Nicolai Tangen, chief executive of the $1.3tn Norwegian oil fund, told the Financial Times’ Global Boardroom event that the fund would become more aggressive on environmental, social and governance (ESG) issues as well as aim to be a more contrarian and long-term investor.

“Yes, we can be [more vocal] and I think we will be . . . we can vote more against the companies where we have different expectations about how they behave,” Tangen said in London, a day before the fund unveils its new mid-term strategy.

Tangen’s words serve as a warning to corporates worldwide as the oil fund on average owns 1.5 per cent of every listed company.

The Norwegian fund, which is financed by the Scandinavian country’s oil and gas revenues and has increased in size sixfold since the 2008 financial crisis, has become more active in recent years by releasing its voting intentions five days ahead of annual meetings.

Tangen, a former hedge fund manager, warned the directors and boards of companies without a target to reach net zero emissions that the fund would “absolutely” vote against them.

“Only 10 per cent of companies have a clear [net] zero target already in place,” Tangen said, although he added that accounted for about a third of emissions from the 9,000 companies the fund owns shares in.

On executive pay, he warned that in the US the average top chief executive is paid close to $15mn at a time of the cost of living crisis.

“Executive pay and corporate greed has just reached a level that is really unhealthy,” Tangen said.

He added that US investors were unwilling to hold companies to account, in large part because their own top bosses were paid so much.

“That is why they are not so vocal.
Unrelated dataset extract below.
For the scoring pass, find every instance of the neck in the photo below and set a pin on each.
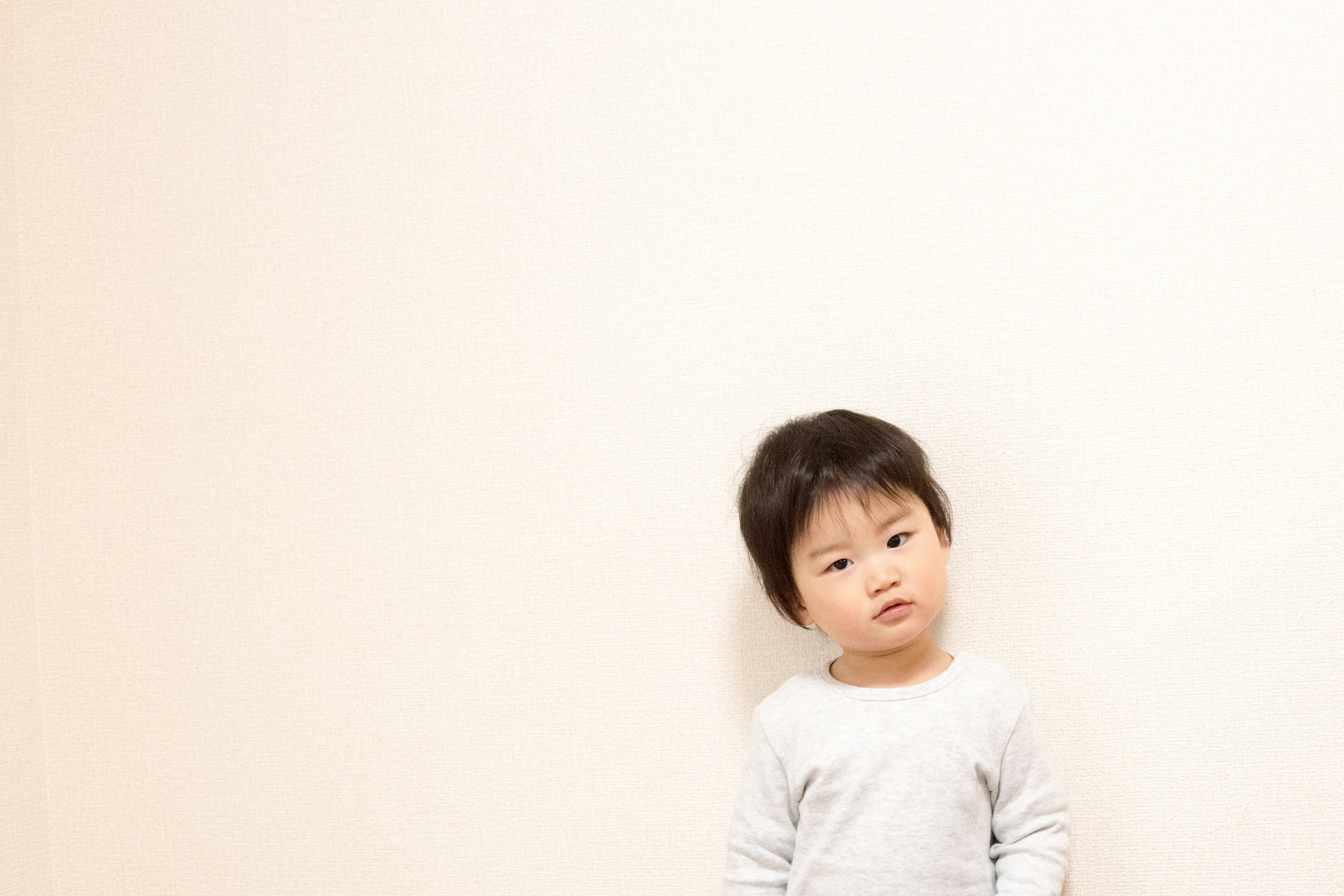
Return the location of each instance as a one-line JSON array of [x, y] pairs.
[[897, 668]]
If you are in charge of an asset management organisation and you make an absolute killing yourself you are not going to criticise the other CEOs,” Tangen stressed.
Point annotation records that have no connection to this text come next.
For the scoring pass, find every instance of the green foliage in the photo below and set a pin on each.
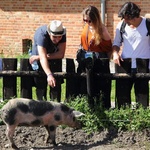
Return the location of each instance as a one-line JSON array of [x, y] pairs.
[[122, 119]]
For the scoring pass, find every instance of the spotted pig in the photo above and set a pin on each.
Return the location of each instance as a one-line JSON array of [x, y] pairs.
[[27, 112]]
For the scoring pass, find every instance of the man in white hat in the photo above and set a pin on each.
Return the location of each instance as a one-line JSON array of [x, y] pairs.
[[49, 43]]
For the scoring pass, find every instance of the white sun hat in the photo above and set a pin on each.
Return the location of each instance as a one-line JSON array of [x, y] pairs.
[[56, 28]]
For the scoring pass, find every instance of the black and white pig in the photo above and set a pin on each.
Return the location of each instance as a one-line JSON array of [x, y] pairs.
[[27, 112]]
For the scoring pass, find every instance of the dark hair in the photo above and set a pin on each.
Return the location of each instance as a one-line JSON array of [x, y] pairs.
[[129, 10], [94, 16]]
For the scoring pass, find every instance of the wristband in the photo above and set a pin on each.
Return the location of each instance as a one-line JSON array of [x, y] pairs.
[[50, 74]]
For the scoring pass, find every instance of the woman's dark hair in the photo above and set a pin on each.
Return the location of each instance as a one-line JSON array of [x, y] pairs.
[[129, 10], [93, 13]]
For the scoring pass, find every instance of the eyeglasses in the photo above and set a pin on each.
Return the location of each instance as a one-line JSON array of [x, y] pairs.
[[87, 21]]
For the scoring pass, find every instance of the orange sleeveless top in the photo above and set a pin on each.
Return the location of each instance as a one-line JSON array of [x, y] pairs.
[[104, 46]]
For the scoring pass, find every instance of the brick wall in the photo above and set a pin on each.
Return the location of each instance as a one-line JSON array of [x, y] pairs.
[[20, 18]]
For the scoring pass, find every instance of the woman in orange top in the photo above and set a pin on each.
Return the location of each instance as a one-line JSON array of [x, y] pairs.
[[95, 38]]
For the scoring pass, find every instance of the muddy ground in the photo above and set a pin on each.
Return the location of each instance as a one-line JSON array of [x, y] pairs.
[[33, 138]]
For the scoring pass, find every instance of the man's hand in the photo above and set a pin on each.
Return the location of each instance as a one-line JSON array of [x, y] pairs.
[[33, 58], [51, 80], [117, 58]]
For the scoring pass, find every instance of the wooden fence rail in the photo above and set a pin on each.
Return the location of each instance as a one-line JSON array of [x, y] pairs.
[[10, 72]]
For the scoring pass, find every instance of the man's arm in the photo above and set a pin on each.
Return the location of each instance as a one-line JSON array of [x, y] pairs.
[[57, 55], [116, 55], [45, 65], [60, 53]]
The fund believes executive pay should be more long term and allied with shareholder interests rather than use incentive plans whose targets are often watered down such as during the Covid-19 pandemic.

The fund, which was set up to ensure Norway’s petroleum revenues are enjoyed by future generations, is also seeking to exploit its long-term nature more in an effort to boost returns even as Tangen warns the next few years will offer meagre gains for investors.

“We can be more contrarian, ie do the opposite of other people, because when other people sell we can buy and vice-versa. There is some scope to tweak that further,” he said.

“We can be even more long term in how we invest because we have a 30 to 100-year timeframe and I’m not sure we are using that to the full.” 

Tangen said that he saw a “continuation of difficult markets” in 2023 and added there was a risk that central banks failed to temper the current high inflation. “Inflation feeds inflation. It is difficult to get it back down.”